To their credit when I politely but firmly declined they put in the cancellation request and that was that. Even so, it was an appropriate bookend to an increasingly disappointing time with a company that I once considered the best in the business. I can’t in good conscience recommend HostGator and advise you to look the other way if you ever need a provider.


I haven’t bought anything from Dell since I was in high school. The last time I did it was a nightmare; it was a desktop with a fried hard drive, and getting the PC serviced was a complete mess of missed calls, long wait times and a completely unhelpful series of customer support reps, some of whom barely spoke English.

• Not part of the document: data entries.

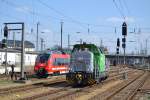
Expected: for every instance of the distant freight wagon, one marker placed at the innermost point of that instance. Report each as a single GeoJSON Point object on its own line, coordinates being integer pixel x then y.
{"type": "Point", "coordinates": [50, 63]}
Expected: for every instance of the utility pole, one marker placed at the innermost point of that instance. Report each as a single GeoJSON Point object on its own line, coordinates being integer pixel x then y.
{"type": "Point", "coordinates": [22, 46]}
{"type": "Point", "coordinates": [124, 34]}
{"type": "Point", "coordinates": [61, 34]}
{"type": "Point", "coordinates": [146, 47]}
{"type": "Point", "coordinates": [68, 41]}
{"type": "Point", "coordinates": [81, 41]}
{"type": "Point", "coordinates": [88, 29]}
{"type": "Point", "coordinates": [14, 39]}
{"type": "Point", "coordinates": [42, 43]}
{"type": "Point", "coordinates": [37, 37]}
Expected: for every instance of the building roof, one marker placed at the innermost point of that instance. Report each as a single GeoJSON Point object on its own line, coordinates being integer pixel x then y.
{"type": "Point", "coordinates": [28, 44]}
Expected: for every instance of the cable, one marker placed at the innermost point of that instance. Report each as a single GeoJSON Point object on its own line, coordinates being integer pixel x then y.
{"type": "Point", "coordinates": [126, 6]}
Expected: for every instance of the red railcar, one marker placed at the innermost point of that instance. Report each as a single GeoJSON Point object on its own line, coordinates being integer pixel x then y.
{"type": "Point", "coordinates": [50, 63]}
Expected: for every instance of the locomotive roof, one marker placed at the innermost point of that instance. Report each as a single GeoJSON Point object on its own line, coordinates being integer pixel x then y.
{"type": "Point", "coordinates": [92, 47]}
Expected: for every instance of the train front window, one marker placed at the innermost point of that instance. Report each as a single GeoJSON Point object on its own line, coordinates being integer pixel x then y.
{"type": "Point", "coordinates": [43, 58]}
{"type": "Point", "coordinates": [61, 61]}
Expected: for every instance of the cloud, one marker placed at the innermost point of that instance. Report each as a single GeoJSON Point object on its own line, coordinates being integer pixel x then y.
{"type": "Point", "coordinates": [118, 19]}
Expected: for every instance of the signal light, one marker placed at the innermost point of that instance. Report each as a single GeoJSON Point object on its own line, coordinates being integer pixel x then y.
{"type": "Point", "coordinates": [117, 50]}
{"type": "Point", "coordinates": [124, 28]}
{"type": "Point", "coordinates": [5, 31]}
{"type": "Point", "coordinates": [123, 45]}
{"type": "Point", "coordinates": [118, 42]}
{"type": "Point", "coordinates": [4, 45]}
{"type": "Point", "coordinates": [123, 40]}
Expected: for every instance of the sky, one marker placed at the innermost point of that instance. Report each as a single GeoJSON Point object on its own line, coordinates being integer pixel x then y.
{"type": "Point", "coordinates": [93, 21]}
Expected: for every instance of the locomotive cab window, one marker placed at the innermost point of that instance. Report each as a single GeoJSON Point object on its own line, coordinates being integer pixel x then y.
{"type": "Point", "coordinates": [61, 61]}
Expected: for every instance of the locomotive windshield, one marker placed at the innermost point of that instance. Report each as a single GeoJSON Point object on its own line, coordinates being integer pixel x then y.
{"type": "Point", "coordinates": [43, 58]}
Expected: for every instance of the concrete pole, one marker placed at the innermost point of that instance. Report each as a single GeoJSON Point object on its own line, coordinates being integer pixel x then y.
{"type": "Point", "coordinates": [37, 37]}
{"type": "Point", "coordinates": [14, 39]}
{"type": "Point", "coordinates": [42, 42]}
{"type": "Point", "coordinates": [6, 71]}
{"type": "Point", "coordinates": [22, 54]}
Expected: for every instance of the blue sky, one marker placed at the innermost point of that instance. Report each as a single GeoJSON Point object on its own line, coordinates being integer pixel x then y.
{"type": "Point", "coordinates": [101, 15]}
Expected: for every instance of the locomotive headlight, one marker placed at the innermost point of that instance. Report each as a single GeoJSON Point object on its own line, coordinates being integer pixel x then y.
{"type": "Point", "coordinates": [79, 76]}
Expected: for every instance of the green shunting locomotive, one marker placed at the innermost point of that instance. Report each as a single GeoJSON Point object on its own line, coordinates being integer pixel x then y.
{"type": "Point", "coordinates": [87, 65]}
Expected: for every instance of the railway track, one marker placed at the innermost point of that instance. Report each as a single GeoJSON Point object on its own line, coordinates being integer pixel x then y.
{"type": "Point", "coordinates": [68, 92]}
{"type": "Point", "coordinates": [124, 91]}
{"type": "Point", "coordinates": [16, 89]}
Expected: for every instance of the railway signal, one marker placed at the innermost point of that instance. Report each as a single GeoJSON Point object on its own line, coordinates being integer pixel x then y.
{"type": "Point", "coordinates": [124, 34]}
{"type": "Point", "coordinates": [4, 44]}
{"type": "Point", "coordinates": [124, 29]}
{"type": "Point", "coordinates": [117, 50]}
{"type": "Point", "coordinates": [118, 42]}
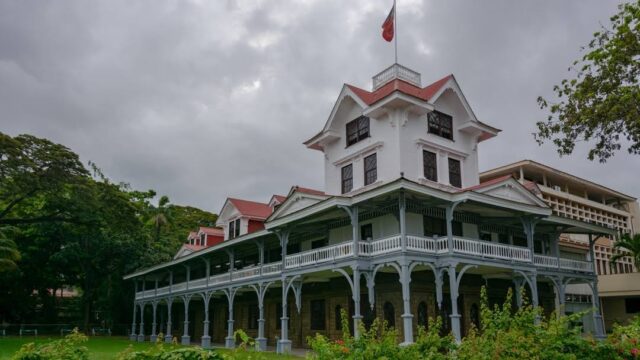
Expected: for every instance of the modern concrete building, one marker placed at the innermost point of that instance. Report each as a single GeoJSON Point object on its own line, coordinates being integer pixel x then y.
{"type": "Point", "coordinates": [576, 198]}
{"type": "Point", "coordinates": [404, 229]}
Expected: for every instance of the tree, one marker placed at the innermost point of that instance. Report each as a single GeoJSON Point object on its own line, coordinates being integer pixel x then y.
{"type": "Point", "coordinates": [602, 102]}
{"type": "Point", "coordinates": [629, 246]}
{"type": "Point", "coordinates": [9, 254]}
{"type": "Point", "coordinates": [36, 177]}
{"type": "Point", "coordinates": [160, 216]}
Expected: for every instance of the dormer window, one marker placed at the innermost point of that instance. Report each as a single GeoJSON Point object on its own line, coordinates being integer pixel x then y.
{"type": "Point", "coordinates": [370, 169]}
{"type": "Point", "coordinates": [234, 229]}
{"type": "Point", "coordinates": [347, 178]}
{"type": "Point", "coordinates": [455, 175]}
{"type": "Point", "coordinates": [430, 164]}
{"type": "Point", "coordinates": [357, 130]}
{"type": "Point", "coordinates": [440, 124]}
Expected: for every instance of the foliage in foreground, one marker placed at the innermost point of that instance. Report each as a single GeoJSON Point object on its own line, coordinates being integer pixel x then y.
{"type": "Point", "coordinates": [505, 333]}
{"type": "Point", "coordinates": [69, 348]}
{"type": "Point", "coordinates": [601, 102]}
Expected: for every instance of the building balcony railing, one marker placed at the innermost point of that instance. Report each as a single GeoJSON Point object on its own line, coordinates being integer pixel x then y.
{"type": "Point", "coordinates": [562, 263]}
{"type": "Point", "coordinates": [436, 246]}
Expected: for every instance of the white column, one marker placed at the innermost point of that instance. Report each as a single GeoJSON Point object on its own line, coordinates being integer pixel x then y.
{"type": "Point", "coordinates": [141, 333]}
{"type": "Point", "coordinates": [229, 341]}
{"type": "Point", "coordinates": [132, 335]}
{"type": "Point", "coordinates": [455, 316]}
{"type": "Point", "coordinates": [261, 341]}
{"type": "Point", "coordinates": [407, 317]}
{"type": "Point", "coordinates": [403, 224]}
{"type": "Point", "coordinates": [285, 344]}
{"type": "Point", "coordinates": [357, 316]}
{"type": "Point", "coordinates": [205, 340]}
{"type": "Point", "coordinates": [154, 336]}
{"type": "Point", "coordinates": [186, 339]}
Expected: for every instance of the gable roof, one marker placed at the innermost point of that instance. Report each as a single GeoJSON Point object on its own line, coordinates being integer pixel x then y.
{"type": "Point", "coordinates": [252, 209]}
{"type": "Point", "coordinates": [404, 87]}
{"type": "Point", "coordinates": [528, 192]}
{"type": "Point", "coordinates": [211, 231]}
{"type": "Point", "coordinates": [306, 190]}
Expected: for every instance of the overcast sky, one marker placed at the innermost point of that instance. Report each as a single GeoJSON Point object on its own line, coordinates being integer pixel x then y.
{"type": "Point", "coordinates": [201, 100]}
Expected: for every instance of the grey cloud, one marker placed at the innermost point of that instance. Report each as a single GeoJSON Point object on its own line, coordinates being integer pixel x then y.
{"type": "Point", "coordinates": [164, 95]}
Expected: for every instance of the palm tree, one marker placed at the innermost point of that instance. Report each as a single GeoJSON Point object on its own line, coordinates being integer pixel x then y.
{"type": "Point", "coordinates": [629, 246]}
{"type": "Point", "coordinates": [9, 253]}
{"type": "Point", "coordinates": [160, 216]}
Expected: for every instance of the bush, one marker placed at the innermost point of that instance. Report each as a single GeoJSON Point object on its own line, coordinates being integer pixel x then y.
{"type": "Point", "coordinates": [381, 342]}
{"type": "Point", "coordinates": [505, 333]}
{"type": "Point", "coordinates": [625, 340]}
{"type": "Point", "coordinates": [160, 352]}
{"type": "Point", "coordinates": [69, 348]}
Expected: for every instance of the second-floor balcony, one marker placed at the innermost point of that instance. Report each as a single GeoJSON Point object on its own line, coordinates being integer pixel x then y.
{"type": "Point", "coordinates": [434, 247]}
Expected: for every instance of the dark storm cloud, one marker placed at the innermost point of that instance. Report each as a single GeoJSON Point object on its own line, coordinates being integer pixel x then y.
{"type": "Point", "coordinates": [204, 99]}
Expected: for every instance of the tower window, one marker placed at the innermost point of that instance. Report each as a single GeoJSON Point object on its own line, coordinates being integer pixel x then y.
{"type": "Point", "coordinates": [370, 169]}
{"type": "Point", "coordinates": [318, 317]}
{"type": "Point", "coordinates": [357, 130]}
{"type": "Point", "coordinates": [430, 164]}
{"type": "Point", "coordinates": [455, 176]}
{"type": "Point", "coordinates": [366, 232]}
{"type": "Point", "coordinates": [234, 228]}
{"type": "Point", "coordinates": [347, 178]}
{"type": "Point", "coordinates": [440, 124]}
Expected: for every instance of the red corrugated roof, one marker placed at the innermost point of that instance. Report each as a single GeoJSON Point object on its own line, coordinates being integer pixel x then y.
{"type": "Point", "coordinates": [488, 183]}
{"type": "Point", "coordinates": [280, 198]}
{"type": "Point", "coordinates": [308, 191]}
{"type": "Point", "coordinates": [193, 247]}
{"type": "Point", "coordinates": [212, 231]}
{"type": "Point", "coordinates": [402, 86]}
{"type": "Point", "coordinates": [251, 208]}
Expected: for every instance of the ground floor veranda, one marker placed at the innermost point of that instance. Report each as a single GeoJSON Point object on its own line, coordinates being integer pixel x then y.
{"type": "Point", "coordinates": [314, 305]}
{"type": "Point", "coordinates": [424, 253]}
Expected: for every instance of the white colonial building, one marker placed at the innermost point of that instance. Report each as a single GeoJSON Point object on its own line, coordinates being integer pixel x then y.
{"type": "Point", "coordinates": [404, 230]}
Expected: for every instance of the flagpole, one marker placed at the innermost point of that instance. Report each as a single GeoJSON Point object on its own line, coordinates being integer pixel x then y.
{"type": "Point", "coordinates": [395, 23]}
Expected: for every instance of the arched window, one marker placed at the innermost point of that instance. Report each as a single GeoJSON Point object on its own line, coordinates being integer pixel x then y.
{"type": "Point", "coordinates": [389, 314]}
{"type": "Point", "coordinates": [474, 314]}
{"type": "Point", "coordinates": [338, 317]}
{"type": "Point", "coordinates": [423, 318]}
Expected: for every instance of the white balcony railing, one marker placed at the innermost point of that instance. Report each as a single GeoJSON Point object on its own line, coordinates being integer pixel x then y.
{"type": "Point", "coordinates": [491, 250]}
{"type": "Point", "coordinates": [562, 263]}
{"type": "Point", "coordinates": [545, 261]}
{"type": "Point", "coordinates": [577, 265]}
{"type": "Point", "coordinates": [382, 246]}
{"type": "Point", "coordinates": [428, 245]}
{"type": "Point", "coordinates": [321, 255]}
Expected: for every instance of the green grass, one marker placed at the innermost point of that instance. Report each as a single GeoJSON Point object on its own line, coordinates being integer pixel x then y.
{"type": "Point", "coordinates": [103, 348]}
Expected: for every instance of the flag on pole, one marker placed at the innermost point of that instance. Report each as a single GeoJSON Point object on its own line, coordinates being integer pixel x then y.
{"type": "Point", "coordinates": [388, 25]}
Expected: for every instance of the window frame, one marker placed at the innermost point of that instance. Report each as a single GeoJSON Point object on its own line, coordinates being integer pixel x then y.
{"type": "Point", "coordinates": [368, 231]}
{"type": "Point", "coordinates": [434, 168]}
{"type": "Point", "coordinates": [231, 229]}
{"type": "Point", "coordinates": [370, 174]}
{"type": "Point", "coordinates": [441, 123]}
{"type": "Point", "coordinates": [451, 160]}
{"type": "Point", "coordinates": [318, 317]}
{"type": "Point", "coordinates": [357, 130]}
{"type": "Point", "coordinates": [344, 180]}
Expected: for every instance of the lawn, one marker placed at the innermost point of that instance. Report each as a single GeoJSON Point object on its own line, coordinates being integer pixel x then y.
{"type": "Point", "coordinates": [103, 348]}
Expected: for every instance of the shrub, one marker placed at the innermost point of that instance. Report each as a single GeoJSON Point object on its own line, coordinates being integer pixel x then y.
{"type": "Point", "coordinates": [504, 333]}
{"type": "Point", "coordinates": [625, 340]}
{"type": "Point", "coordinates": [380, 342]}
{"type": "Point", "coordinates": [160, 352]}
{"type": "Point", "coordinates": [69, 348]}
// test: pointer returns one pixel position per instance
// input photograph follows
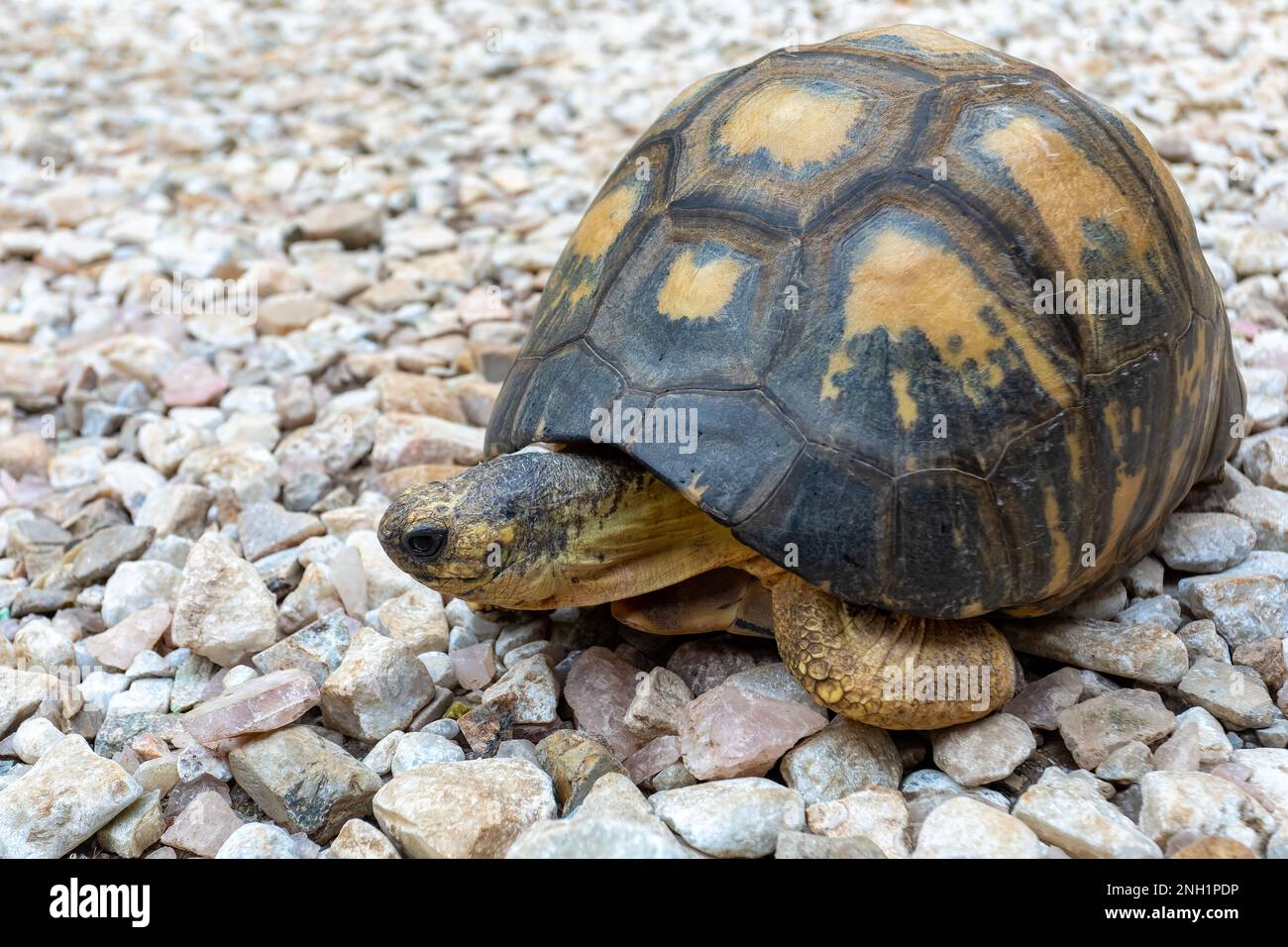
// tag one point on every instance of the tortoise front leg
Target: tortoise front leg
(890, 671)
(724, 599)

My only experience with them this year was on behalf of a client. I called the number I was given, ostensibly a fast-tracked customer support line, to inquire about a modification to a recent purchase. After a half hour wait time, I was abruptly disconnected (on a landline). I spent another 20 minutes on hold even as my client met with similar results. Dell chat support simply told us that they couldn’t do what we needed to do and redirected us to the same phone number that we couldn’t get anybody from. Eventually, he was so irate that we just agreed to cancel it.

Dell has talked a big game about overhauling and redoing his customer service, but from my perspective very little has changed from my high school days. Dell, you’re not the monopoly you were back in the 90s and you’re far from the only game in town. Brand recognition is giving you a free ride, but that won’t last. Get your act together.

As was the case last year, the highs were more than the lows, though I will grant I didn’t deal with companies most notorious for their bad service like cable companies. Even so, there’s a lot to be impressed by when it comes to tech company investment in multichannel service that relies on getting peoples’ questions answered quickly and professionally. Hopefully it’s a trend that we’ll see continue, especially after years of cost cutting and outsourcing that left us with Dell.